In a letter to pupils, President Strong said, “Your personal presence here will be worth more to us than pecuniary gifts can be. If you return in full force at the beginning of the term, as we believe you will, we shall feel that our loss is already half restored, and that the future is secure.” President Strong’s wishes were fulfilled: enrollment at the end of the academic year numbered 260, higher than ever before. The annual Commencement Dinner of 1880 was held in the unfinished Willis chapel, where students and faculty dined together surrounded by walls of bare studs.

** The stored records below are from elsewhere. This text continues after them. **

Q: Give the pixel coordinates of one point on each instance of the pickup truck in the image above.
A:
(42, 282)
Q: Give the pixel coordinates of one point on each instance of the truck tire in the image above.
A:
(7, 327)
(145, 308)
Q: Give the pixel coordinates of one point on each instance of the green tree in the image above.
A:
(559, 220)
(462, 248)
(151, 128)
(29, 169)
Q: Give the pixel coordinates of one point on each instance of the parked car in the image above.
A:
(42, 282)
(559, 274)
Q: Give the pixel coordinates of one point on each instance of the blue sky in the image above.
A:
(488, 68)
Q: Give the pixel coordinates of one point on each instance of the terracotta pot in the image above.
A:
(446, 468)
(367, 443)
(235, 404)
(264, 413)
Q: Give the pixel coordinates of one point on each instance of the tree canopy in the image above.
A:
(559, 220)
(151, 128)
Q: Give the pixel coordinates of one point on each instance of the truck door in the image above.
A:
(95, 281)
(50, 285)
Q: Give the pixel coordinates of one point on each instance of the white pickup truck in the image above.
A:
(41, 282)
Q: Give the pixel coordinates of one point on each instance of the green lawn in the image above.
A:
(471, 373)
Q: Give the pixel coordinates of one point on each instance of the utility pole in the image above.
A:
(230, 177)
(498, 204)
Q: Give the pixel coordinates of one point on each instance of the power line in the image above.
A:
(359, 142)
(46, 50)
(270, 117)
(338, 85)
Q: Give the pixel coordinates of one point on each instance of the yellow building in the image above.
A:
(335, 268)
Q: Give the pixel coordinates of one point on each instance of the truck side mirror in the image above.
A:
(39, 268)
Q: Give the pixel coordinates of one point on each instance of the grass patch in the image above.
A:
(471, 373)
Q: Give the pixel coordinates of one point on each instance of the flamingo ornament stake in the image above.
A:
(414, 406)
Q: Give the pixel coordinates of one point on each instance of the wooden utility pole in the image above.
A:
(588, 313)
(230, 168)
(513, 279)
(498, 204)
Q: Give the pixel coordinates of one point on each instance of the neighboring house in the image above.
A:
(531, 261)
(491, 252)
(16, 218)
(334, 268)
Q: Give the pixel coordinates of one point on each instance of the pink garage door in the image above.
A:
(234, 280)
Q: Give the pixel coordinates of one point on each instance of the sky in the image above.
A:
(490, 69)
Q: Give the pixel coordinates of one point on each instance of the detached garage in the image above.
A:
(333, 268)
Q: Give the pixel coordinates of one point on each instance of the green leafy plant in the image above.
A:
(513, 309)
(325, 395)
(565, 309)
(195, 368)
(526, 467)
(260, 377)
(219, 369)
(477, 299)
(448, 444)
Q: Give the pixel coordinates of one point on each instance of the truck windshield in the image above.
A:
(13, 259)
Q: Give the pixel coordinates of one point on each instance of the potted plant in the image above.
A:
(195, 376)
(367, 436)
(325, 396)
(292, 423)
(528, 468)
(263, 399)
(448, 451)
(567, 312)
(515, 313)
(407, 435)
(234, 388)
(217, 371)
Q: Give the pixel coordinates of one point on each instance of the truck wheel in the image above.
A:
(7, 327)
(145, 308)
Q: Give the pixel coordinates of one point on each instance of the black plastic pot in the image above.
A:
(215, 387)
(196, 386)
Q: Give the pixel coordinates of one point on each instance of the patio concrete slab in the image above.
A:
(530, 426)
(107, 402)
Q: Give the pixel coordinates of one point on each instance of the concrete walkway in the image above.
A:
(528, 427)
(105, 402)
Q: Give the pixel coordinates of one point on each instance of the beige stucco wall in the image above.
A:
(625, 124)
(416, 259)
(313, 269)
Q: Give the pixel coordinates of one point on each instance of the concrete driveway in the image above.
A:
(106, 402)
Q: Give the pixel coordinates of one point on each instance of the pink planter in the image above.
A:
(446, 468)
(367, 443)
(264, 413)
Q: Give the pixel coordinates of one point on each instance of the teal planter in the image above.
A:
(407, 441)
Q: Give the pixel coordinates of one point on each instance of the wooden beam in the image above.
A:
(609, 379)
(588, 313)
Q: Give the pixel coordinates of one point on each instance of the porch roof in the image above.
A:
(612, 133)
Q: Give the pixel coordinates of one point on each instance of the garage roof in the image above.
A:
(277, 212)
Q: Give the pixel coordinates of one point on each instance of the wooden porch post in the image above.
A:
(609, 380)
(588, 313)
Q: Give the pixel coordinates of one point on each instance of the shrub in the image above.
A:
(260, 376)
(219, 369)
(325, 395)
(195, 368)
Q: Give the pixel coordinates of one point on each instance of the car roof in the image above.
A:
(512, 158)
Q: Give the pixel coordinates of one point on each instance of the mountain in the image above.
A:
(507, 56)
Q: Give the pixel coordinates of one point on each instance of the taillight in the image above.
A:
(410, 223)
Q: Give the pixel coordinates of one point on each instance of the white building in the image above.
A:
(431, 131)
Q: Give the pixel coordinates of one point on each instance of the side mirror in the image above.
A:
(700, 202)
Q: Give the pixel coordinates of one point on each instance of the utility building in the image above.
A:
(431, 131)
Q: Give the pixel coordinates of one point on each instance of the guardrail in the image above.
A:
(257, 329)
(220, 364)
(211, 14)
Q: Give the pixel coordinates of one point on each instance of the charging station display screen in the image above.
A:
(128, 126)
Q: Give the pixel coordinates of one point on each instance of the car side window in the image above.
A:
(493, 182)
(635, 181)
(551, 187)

Construction on Willis Hall was completed by the fall of 1880. The exterior remained unchanged, except for porticos added at each entrance, a modified mansard roof and a new belfry that contained a 1,200-pound bell. Inside were east and west stairwells, seven recitation rooms, two cloakrooms, the library, a gallery and a two-story chapel that could seat 640 people. Additionally, steam heat had been installed in all campus buildings. On October 20, 1880, the new chapel hosted the 25th Annual Conference of the Minnesota Congregationalists. The proceedings concluded with remarks from President Strong and a re-dedicatory prayer for the rebuilt hall.
*On December 23, 1870, exactly nine years prior to the Willis Hall fire, President Strong and a friend were riding in a carriage when struck by a train, critically injuring Strong and killing his companion. On the same date in both 1874 and ‘78, Strong learned of the death of a colleague, and on the morning of the Willis Hall fire in 1879, he was reading a notice telling him his mother had died.